Weather-related perils, such as cyclones, and floods have increased threefold since the 1980s and are responsible for the lion’s share of global disaster losses. The most violent type of natural hazards faced by households and businesses in the U.S. are Atlantic hurricanes, which account for eight of the ten costliest disasters in the history of the country.
Hurricanes threaten households and firms in the U.S.
Households and firms can suffer direct or indirect losses from hurricanes. Direct impacts are damages to physical property. Storm surge and extreme precipitation pose a major problem in this regard, as they overburden sewage systems and result in widespread flooding of urban agglomerations. Despite the availability of subsidized coverage from the National Flood Insurance Program (NFIP), only five percent of U.S. homeowners are insured against such flood losses.
Indirect impacts refer to all changes in economic activities caused by the disaster, such as supply chain interruptions, shortages of upstream inputs, and plunges in sales due to reduced consumer spending in disaster-struck areas.

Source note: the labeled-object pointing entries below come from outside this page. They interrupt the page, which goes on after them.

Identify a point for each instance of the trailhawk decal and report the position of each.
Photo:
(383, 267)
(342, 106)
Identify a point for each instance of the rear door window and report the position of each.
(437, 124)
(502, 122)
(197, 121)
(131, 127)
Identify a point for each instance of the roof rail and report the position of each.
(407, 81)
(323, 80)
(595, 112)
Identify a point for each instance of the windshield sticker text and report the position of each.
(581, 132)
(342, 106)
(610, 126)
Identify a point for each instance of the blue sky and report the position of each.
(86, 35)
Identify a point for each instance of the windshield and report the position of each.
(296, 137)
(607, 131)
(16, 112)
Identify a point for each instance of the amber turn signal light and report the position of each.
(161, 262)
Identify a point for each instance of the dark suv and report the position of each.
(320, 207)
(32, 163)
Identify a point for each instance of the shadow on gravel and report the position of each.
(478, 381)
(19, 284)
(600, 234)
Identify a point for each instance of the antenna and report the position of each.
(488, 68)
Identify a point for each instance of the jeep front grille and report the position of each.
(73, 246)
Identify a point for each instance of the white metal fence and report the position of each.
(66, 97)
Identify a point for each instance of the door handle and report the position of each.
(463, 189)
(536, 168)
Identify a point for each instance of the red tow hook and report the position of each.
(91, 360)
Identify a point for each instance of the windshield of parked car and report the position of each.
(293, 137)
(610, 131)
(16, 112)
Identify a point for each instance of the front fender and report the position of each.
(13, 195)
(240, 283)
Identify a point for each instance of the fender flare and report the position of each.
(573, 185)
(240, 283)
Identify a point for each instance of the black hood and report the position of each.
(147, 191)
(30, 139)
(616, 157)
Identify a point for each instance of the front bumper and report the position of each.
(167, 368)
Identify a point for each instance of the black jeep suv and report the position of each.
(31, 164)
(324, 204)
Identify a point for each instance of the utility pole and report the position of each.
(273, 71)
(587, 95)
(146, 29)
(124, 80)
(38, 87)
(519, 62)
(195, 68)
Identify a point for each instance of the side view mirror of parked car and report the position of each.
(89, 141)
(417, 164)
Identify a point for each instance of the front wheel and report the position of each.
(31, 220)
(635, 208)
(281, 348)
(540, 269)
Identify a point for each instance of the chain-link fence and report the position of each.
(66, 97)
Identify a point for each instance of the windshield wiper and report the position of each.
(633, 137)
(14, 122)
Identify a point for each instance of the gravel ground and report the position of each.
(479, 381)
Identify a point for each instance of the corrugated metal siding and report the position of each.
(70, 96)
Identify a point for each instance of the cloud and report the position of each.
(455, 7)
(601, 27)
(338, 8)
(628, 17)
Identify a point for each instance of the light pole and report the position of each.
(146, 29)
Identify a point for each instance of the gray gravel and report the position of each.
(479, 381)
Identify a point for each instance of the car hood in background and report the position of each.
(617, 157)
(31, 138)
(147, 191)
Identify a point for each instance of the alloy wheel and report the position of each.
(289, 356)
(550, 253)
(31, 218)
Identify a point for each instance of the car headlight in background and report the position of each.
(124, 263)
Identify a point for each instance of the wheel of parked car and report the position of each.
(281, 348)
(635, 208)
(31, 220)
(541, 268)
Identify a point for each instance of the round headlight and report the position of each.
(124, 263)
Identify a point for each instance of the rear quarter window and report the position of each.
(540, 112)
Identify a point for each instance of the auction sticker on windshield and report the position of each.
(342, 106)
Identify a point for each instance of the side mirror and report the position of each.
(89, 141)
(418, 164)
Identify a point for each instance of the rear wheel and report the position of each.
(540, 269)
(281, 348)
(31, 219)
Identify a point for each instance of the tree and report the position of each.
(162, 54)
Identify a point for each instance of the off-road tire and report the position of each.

Hurricane-induced flooding events in particular are known to inflict serious business interruption losses on the economy. In many cases, production facilities, suppliers and customers are not geographically co-located with the firm’s headquarters. Nevertheless, there are strong economic links and shocks from natural disasters have been shown to propagate through production networks. Hence, hurricanes can affect firms far away from their actual landfall location.
Increased hurricane risk since the mid-1990s
Hurricane risk is highly dynamic, because hurricane activity exhibits seasonality and varies with the North Atlantic sea surface temperature (SST) on interannual and decadal time scales. The last three decades were the hottest ever measured. Thus, unsurprisingly, these periods also set new records with regard to extreme hurricane events and their economic impacts. A major increase in hurricane risk can be traced back to the mid-1990s. Around that time, the Atlantic Multidecadal Oscillation (AMO) Index, a measure for the sea surface temperature variability in the North Atlantic, switched into a warm phase. Scientific research shows that the same time period is characterized by a clear upward trend in key measures of hurricane intensity, such as the Accumulated Cyclone Energy (ACE) and the Power Dissipation Index (PDI).
Moreover, the geographic region in which cyclones can form has expanded and the storms themselves are able to travel greater distances away from the topics, reaching previously unharmed locations. In line with these observations, average normalized hurricane losses in the U.S. more than doubled from USD 10.5 billion for the period from 1977 to 1994 to USD 23.5 billion between 1995 and 2017.
Hurricane risk premium
Prof. Dr. Alexander Braun (I.VW-HSG), together with Julia Braun (also I.VW-HSG, not related) and Prof. Dr. Florian Weigert of the University of Neuchâtel examined whether hurricane risk affects stock prices. They developed a theory for a hurricane risk premium on stocks and tested its implications empirically.
Their evidence shows that, in the period from 1995 to 2020, stocks that react negatively to economy-wide hurricane losses bear a risk premium of more than 9 percent per annum relative to stocks that react positively. This hurricane risk premium is neither explained by traditional risk factors nor by firm characteristics, such as market beta, size, book-to-market, and momentum.
The hurricane risk premium is particularly high for larger firms, firms located in states that were economically exposed to hurricanes in the past, and firms that belong to the construction, manufacturing, services, as well as finance, insurance, and real estate industries.
Climate change and the cost of capital of exposed firms
The results of the study indicate that firms threatened by hurricane risk have a higher cost of equity than their unexposed peers. This is a particularly important implication in the face of climate change. Specifically, the increase in hurricane activity since the mid-1990s may already be attributable to anthropogenic forcing beyond the usual cyclical patterns. The onset of climate change will therefore further add to the significance of hurricane risk and other atmospheric perils. Firms should prepare for the consequences by integrating exposure to extreme weather events in their decisions about risk transfer, the location of company property and the diversification of supply chains.